Rye's arms finally dropped to his side, and he sat down hard on the arm of the sofa, his eyes closing. "Did I kill him?"
"I don't think so," she said, still afraid to get any closer to Mark.
"I'm sorry, Emma," Rye said in a voice devoid of all emotion. "I'm so sorry."
"So am I." Sorry she'd gotten him into this and sorry for the way Mark looked right now, sorry for everything she feared would happen next.

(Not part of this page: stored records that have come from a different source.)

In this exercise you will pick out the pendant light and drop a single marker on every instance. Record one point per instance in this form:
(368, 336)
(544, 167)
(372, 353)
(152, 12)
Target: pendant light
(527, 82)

She called the sheriff, talked to him herself and told him what had happened, and he said he'd radio for an ambulance. Then she sat down on the sofa, her on one end, Rye on the other.
They didn't say anything.
Mark was scaring her now with the sounds he was making, the rough, rumbling, wheezing sounds like all of his insides were broken and scrambled.
She couldn't make herself go to him. She was afraid of everything.
It seemed to take forever for help to come. She seemed to live a lifetime in those few minutes. It reminded her of when she was a child and her father beat her mother. It had been hard to know for sure when it was over, when it was safe. She'd sit huddled in a corner, and after a while, the blows would cease. Her mother might be moaning or crying, but she'd try to be quiet. Emma would, too. Her father would keep swearing and yelling. It wasn't really over until he got quiet, too. Until he passed out.